Could you share a moment from your time at sea when you thought, I’m really learning right now?
About a week in, when things were really crazy and we were just getting totally tossed around by the first gale, everything seemed so far out of our comfort zones. So hard. So much information that it seemed impossible that we’d be able to grasp it all enough, that we’d be running the ship in just a couple weeks. Jackie (third mate) was talking to us, and she said something along the lines of “We’re going to encounter a lot of difficult moments here. We can’t get out of it, so we might as well get into it.” That was just something that I felt that all of us took so, so to heart. It’s something that we’ve been reflecting on a lot, too. There was no bad thing that could possibly happen to us, because even the bad things, were really just actually good things. Like having a hard day would turn into a story you talk about, and you laugh about two days later. It all just turns into something amusing, y’know? The bad things were good things, and the good things were good things. Having that mindset that the challenges we were facing were just moments to embrace, not things to be scared of or to dread. This made everything so joyful.
World Oceans Day is coming up next week, Sunday the 8th of June. Over the course of the semester, what has changed in terms of your thinking about the importance of the ocean?

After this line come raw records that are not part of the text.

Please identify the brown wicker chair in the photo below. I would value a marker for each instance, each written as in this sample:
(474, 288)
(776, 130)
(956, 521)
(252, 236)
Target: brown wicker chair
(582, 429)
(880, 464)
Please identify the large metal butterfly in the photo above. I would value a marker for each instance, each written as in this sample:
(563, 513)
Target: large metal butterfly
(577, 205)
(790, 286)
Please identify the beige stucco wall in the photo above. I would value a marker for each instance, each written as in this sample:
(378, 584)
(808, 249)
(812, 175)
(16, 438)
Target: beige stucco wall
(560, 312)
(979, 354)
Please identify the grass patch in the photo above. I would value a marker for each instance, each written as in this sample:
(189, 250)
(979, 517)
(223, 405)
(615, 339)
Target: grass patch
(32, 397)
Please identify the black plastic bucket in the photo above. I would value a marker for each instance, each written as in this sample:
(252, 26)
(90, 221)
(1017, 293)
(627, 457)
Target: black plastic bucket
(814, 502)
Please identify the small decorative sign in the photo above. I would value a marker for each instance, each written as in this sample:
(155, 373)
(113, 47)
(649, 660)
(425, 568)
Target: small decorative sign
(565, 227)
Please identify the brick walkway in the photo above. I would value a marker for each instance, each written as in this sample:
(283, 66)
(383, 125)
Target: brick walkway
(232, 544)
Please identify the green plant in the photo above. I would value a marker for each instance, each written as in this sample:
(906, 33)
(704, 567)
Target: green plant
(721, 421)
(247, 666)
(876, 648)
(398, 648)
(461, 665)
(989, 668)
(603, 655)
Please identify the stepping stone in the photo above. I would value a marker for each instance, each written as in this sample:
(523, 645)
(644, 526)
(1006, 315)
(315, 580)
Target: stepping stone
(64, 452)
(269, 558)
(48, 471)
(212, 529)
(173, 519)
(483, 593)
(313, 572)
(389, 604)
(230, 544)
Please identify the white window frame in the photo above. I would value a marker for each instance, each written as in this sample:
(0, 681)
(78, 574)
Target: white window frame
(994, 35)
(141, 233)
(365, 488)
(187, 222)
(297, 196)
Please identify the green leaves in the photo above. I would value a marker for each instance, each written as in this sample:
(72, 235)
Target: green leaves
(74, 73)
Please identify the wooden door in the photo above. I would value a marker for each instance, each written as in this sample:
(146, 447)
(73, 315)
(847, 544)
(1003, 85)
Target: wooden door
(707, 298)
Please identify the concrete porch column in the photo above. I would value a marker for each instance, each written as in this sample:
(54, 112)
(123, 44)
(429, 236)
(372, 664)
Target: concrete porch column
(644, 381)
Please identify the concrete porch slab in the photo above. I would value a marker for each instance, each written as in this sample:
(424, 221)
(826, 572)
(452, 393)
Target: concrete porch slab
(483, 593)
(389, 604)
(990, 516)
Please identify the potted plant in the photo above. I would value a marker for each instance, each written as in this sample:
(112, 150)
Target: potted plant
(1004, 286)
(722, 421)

I feel like in the way that 1 is infinitely larger than 0. It all feels impossible to quantify how much the way I think about the ocean has changed over the course of this semester. Not that it wasn’t something that I didn’t care or hadn’t thought about, but just for the path my life has taken so far the ocean was kind of a distant concept. As a place, as a system, it was something I knew conceptually was important, but now it just feels like the ocean is maybe at the center of everything. There isn’t like a single important process ecologically or socially that you couldn’t draw back to the ocean in some way. And on top of all that intellectual care for the ocean, it was really just so special to be able to spend that time at sea. The ocean really became our home.